[KEP] Concurrent Admission by PBundyra · Pull Request #8861 · kubernetes-sigs/kueue

PBundyra · 2026-01-28T15:45:13Z

What type of PR is this?

/kind feature

What this PR does / why we need it:

Which issue(s) this PR fixes:

Part of #8691

Special notes for your reviewer:

Does this PR introduce a user-facing change?

NONE

netlify · 2026-01-28T15:45:21Z

✅ Deploy Preview for kubernetes-sigs-kueue ready!

Name	Link
🔨 Latest commit	`4ebf7ec`
🔍 Latest deploy log	https://app.netlify.com/projects/kubernetes-sigs-kueue/deploys/6981e43e5d4579000813d99e
😎 Deploy Preview	https://deploy-preview-8861--kubernetes-sigs-kueue.netlify.app
📱 Preview on mobile	Toggle QR Code... Use your smartphone camera to open QR code link.

To edit notification comments on pull requests, go to your Netlify project configuration.

k8s-ci-robot · 2026-01-28T15:45:25Z

[APPROVALNOTIFIER] This PR is NOT APPROVED

This pull-request has been approved by: PBundyra
Once this PR has been reviewed and has the lgtm label, please assign mimowo for approval. For more information see the Code Review Process.

The full list of commands accepted by this bot can be found here.

Details

Needs approval from an approver in each of these files:

OWNERS

Approvers can indicate their approval by writing /approve in a comment
Approvers can cancel approval by writing /approve cancel in a comment

PBundyra · 2026-01-28T15:45:35Z

cc @mwielgus @mwysokin @mimowo

keps/8691-concurrent-admission/README.md

ichekrygin · 2026-01-28T20:32:16Z

One concern I didn’t see addressed explicitly is the coupling between a Workload and the set of ResourceFlavors once Options are created.

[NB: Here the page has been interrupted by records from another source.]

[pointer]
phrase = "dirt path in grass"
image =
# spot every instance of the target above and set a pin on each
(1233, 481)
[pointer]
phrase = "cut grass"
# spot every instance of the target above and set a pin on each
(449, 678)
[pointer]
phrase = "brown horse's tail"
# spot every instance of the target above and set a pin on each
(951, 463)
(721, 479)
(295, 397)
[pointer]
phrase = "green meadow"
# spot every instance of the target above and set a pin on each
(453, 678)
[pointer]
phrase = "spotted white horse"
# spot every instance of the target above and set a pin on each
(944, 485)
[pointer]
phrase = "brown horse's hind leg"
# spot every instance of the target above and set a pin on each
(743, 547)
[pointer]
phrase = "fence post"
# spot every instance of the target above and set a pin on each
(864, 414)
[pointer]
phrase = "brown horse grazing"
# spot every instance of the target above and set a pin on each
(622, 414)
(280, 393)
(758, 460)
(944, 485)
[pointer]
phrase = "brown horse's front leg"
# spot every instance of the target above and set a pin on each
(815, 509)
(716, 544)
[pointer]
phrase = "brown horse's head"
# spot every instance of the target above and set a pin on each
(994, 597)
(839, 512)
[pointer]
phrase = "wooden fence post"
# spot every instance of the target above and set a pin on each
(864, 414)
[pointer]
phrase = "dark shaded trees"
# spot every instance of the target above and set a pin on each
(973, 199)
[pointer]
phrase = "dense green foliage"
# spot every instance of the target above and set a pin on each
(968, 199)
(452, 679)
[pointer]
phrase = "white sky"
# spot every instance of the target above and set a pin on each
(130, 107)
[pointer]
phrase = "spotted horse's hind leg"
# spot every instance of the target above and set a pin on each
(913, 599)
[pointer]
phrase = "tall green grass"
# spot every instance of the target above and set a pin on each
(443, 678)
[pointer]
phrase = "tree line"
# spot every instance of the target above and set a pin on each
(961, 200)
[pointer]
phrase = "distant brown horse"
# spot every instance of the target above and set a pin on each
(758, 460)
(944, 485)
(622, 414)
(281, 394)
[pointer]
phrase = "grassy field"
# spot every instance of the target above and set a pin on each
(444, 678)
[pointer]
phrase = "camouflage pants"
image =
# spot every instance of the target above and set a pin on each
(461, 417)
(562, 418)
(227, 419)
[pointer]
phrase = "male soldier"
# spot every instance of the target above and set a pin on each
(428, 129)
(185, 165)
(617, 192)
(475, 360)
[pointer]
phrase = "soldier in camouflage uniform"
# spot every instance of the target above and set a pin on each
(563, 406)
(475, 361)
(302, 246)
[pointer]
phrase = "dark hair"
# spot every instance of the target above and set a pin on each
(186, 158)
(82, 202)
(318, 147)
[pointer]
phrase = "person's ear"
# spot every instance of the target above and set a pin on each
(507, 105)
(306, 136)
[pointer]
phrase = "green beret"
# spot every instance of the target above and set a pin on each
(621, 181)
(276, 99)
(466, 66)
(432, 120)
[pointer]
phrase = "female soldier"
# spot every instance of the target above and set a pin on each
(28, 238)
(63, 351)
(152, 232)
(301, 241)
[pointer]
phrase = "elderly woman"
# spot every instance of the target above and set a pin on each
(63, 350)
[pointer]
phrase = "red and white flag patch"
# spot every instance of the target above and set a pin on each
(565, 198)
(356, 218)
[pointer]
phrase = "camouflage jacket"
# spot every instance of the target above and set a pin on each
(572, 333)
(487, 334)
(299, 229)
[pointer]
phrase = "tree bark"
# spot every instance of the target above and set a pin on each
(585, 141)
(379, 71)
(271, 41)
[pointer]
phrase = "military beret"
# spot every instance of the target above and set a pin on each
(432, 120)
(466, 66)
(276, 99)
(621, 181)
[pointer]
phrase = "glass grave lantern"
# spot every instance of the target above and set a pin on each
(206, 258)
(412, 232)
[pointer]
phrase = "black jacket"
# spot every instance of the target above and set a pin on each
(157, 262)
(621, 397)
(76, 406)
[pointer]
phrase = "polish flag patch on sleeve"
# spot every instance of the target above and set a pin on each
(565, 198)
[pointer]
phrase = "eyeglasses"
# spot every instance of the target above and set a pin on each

Today, ResourceFlavor lifecycle is largely decoupled from workloads: a non-admitted workload is naturally retried against whatever flavors exist at scheduling time, and RF add/remove events are implicitly reflected in subsequent scheduling attempts.

With Concurrent Admission, each Option appears to bind a workload to a specific set of ResourceFlavors via AllowedResourceFlavors at Option creation time. It’s not clear what the intended behavior is if ResourceFlavors are added to or removed from the ClusterQueue after Options already exist.

Is this coupling intentional (i.e., RF membership is effectively snapshotted per Option), or is the expectation that the Option lifecycle controller reconciles Options in response to RF add/remove events? Either behavior seems reasonable, but the KEP currently doesn’t spell this out, and it feels like an observable semantic change compared to today’s behavior.

It would be helpful to make this assumption explicit in the KEP, both for operator expectations and to avoid ambiguity around RF lifecycle handling.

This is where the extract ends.